銀
しろかねさん (928slqp9)2024/3/11 22:13 (No.1104775)削除『それは決して正義とは呼べない。』
「世界は綺麗で成り立たせる事なんて出来ないんスよ、知らなかった?……センパイ。あぁ、もう答えられないか。」
そう、怪しげな笑みと共に物言わぬ骸となった上司……とは言っても、所謂無能だが_を足蹴にする。
綺麗事は世界を美しくする、なんて誰が言ったか。そんな綺麗事、反吐が出る。
ならば、警察官なんて職業は不要だろう。
自身が清く、正しく、美しく……そんな警察では無いので、余計にそんなことを思うのだ。
「九頭竜、どうした。……あぁ。」
「やだなぁ、俺は何もしてないって。勝手に死んだ、それだけ。」
「犯人は?」
「もう夏目さんがひっ捕らえに行きましたよ、朱雀警部。」
軽口を叩きながら、上司に言葉を紡ぐ。
生憎だが、班員……。この警部の班のメンバーは、自身のことを理解しているし黙認しているのでつくろうだけ無駄なのだ。そんな時、無線が音を立てた。

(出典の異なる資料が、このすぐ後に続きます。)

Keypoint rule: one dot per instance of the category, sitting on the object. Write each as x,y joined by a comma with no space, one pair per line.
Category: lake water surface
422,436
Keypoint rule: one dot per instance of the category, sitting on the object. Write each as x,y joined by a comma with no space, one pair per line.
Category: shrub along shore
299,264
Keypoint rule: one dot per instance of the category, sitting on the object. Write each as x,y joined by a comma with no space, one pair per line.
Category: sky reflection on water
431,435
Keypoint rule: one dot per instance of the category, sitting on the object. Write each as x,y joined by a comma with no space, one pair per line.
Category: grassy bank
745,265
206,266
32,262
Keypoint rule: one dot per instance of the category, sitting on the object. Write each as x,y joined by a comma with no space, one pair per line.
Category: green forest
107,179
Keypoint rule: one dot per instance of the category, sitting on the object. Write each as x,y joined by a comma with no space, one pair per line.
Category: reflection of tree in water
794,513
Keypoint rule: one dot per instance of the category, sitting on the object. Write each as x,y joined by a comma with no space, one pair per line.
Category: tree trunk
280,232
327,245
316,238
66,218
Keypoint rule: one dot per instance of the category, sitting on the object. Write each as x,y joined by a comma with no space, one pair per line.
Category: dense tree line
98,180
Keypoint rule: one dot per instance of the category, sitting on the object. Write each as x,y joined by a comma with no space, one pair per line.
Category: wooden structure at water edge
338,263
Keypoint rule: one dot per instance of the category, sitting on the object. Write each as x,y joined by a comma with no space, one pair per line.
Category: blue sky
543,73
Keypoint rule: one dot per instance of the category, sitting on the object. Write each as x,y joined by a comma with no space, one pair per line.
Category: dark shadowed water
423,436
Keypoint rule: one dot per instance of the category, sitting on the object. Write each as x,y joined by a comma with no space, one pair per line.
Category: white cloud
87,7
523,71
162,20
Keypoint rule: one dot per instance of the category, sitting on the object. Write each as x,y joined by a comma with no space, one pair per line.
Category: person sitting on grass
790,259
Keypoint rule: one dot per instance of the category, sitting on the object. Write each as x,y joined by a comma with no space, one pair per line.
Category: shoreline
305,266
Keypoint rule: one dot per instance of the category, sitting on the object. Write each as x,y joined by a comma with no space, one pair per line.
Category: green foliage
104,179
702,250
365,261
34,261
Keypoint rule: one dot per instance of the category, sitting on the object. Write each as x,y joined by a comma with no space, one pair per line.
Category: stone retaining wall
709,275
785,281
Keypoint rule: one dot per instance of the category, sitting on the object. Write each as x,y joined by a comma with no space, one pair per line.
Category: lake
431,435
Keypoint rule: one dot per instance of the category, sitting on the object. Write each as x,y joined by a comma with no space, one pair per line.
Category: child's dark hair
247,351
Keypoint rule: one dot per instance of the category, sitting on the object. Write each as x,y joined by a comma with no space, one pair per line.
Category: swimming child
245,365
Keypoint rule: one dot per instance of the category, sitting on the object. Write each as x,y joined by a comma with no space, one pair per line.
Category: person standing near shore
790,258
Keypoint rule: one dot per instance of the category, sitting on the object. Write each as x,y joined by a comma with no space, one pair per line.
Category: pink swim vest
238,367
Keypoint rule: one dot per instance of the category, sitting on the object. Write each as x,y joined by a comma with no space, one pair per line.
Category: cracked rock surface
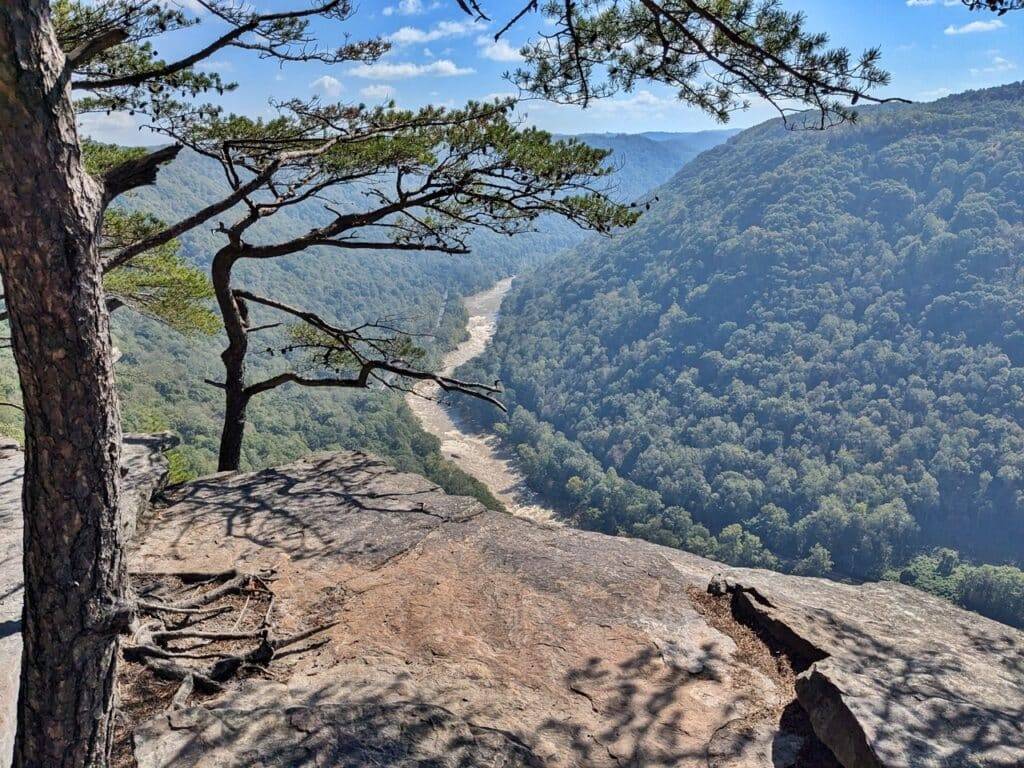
903,679
465,637
144,470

「はいすz『朱雀けーーーぶ!捕まえましたーー!あと九頭竜お前!裏切り者って言われてるぞ!!』うるさっ。」
「今更。地獄に落ちろと言っておけ。」
『地獄に落ちろだってさ!』
無線の先からギャンギャン騒ぐ声がする。
「はは、喚いてやがる。」
「夏目、九頭竜。帰ったら顛末書。」
「うぇー……ジョーダンっすよちゃんと書きます。」
『なんだっけ、今回死んだの。とりあえず口裏は合わせるから九頭竜考えといてな!』
「それ俺じゃなくて警部の仕事じゃね?」
「俺はこう見えて忙しい。」
「煙草に火をつけながら言いますかそれ」
『九頭竜も朱雀警部も人の事言えなくね?』
今日もまた、闇にひとつの真実が葬られていく。治安維持も、楽な仕事では無いのだ。……なんて、建前と共に。
「これ?あぁ、気にしないで欲しいかな。俺のちょっとしたコネとか、そういうの。……大丈夫、『公安』じゃないし、違法捜査なんてしないって。違法捜査はね。」
違法かどうか、そんなギリギリを攻める。そこまでしなければならない事象だって、少なくない。

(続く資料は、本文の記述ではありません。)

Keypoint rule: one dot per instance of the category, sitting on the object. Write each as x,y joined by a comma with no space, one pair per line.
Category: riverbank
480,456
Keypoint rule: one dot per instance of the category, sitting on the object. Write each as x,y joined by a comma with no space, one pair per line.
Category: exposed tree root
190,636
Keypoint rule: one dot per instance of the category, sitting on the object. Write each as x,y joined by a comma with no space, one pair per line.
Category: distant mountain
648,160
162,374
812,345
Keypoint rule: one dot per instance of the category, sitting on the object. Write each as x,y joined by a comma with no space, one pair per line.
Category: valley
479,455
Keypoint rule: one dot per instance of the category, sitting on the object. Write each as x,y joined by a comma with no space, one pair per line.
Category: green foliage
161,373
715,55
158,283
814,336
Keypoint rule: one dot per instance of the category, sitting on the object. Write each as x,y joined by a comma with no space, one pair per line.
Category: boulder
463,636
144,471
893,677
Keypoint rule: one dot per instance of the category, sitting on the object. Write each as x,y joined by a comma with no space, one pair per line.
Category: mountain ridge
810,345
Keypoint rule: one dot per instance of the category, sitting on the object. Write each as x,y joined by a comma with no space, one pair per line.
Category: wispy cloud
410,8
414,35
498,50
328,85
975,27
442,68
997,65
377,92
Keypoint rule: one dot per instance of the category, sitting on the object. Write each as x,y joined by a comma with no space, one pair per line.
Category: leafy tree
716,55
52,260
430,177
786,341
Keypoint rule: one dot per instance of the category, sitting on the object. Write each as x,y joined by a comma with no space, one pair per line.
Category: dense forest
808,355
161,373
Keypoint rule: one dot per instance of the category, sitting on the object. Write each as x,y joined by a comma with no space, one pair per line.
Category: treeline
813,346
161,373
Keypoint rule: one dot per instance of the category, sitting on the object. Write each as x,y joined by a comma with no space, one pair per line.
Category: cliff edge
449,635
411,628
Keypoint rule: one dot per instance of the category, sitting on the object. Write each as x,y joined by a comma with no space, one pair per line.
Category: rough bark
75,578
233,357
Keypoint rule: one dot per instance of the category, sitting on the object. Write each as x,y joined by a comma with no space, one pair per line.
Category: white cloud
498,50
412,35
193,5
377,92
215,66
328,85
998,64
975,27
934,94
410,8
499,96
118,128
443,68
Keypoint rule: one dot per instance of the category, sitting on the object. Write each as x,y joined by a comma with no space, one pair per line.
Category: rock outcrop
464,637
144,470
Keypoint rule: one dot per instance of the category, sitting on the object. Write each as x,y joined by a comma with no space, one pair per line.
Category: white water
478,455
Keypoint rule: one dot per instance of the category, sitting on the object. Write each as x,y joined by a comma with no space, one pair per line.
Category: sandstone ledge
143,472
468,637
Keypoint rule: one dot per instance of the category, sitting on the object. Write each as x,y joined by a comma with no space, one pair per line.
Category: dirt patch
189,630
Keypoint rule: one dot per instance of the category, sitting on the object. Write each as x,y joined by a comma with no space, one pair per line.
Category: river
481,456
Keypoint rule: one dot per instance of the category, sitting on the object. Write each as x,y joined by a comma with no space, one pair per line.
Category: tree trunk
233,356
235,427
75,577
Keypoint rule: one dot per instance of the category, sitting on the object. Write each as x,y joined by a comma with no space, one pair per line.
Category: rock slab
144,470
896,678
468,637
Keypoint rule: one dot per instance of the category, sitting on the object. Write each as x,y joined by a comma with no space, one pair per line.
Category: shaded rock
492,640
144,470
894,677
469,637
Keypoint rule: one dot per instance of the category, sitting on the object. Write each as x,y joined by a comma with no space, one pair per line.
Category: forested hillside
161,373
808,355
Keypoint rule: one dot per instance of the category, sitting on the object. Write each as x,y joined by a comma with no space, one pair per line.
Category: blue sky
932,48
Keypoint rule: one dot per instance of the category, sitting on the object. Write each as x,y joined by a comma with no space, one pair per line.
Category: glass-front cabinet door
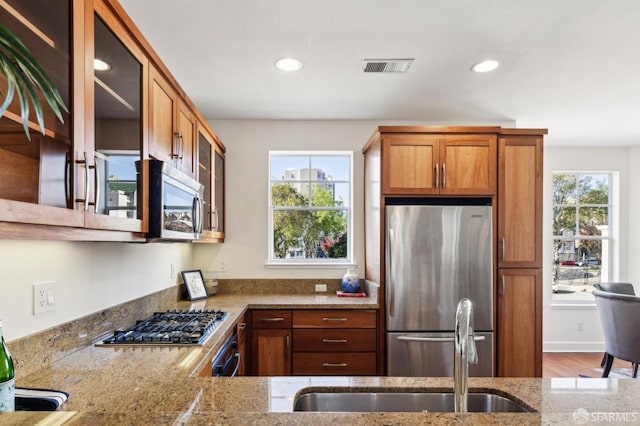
36,173
116,140
211,176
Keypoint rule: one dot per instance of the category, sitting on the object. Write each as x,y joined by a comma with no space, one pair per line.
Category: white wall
560,323
248,143
89,277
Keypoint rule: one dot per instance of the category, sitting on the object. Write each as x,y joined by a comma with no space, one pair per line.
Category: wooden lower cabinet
271,352
519,323
241,330
334,342
309,342
271,342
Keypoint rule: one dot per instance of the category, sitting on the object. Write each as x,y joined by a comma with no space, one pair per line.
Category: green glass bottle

暗黙の了承になりつつある、朱雀班のやりたい放題……という名の、「オソウジ」。
たった3人、されど3人。三人寄れば文殊の知恵、とは誰が言ったか。悪知恵だって、知恵は知恵。嘘か誠か、様々な噂が飛び交うこの3人。そんなことなどものともせずに、今日も彼らは「捜査一課」として街に出る。
「法の正義」なんて言葉を盾に、なんだってやっていく。
「綺麗事で世界は美しくなる、なんて誰かが言ってましたけど。そんなの、幻想論っスよね。」
「どうした?頭でも打った?」
「死ぬ前にお前の手帳俺にくれな。」
「血も涙も慈悲も無い。遺品は好きにしてくださいな。」
物陰から様子を伺う者たち。
裏社会、表を追い出された者、日陰者。
そんな者たちの「拠り所」で「帰る場所」…という名の、甘い罠。
彼らは全部、撒き餌。死んでも構わないし、心も懐も痛まない。
「さて、俺は行きますよ。『私』として……ね。」
穏やかな、優しい姿をしているだけであらかた騙されてくれるのだから安いものだ。革靴の音を響かせた。
「きっと俺は、ロクな死に方をしないさ。」
友人に一言だけ告げた、本心。当たり前だ、こんな警察官の風上にも置けないような存在が、名誉ある死も、穏やかな最期も迎えられるわけが無い。その事を憂いたりはしないが。
捕らえた犯人の転がった眼鏡を革靴で割りながら、鼻で笑うように言った。
「地獄で待ってな、クズ。」
俺はどうせ、地獄に行くのだから__
「プライドで飯は食えないし、意地で仕事は続かない。志だけでは生きていけないし、夢じゃ明日は見れない。俺で警戒されるなら、警戒されない私になりきればいい。ほら、今日も『市民を守る正義の警察官』が居るよ。その裏に、どんな代償があるかなんて、みんな知らずに喜べばいいさ。」
彼は今日も、誇りも目標も無く警察官として街を行く。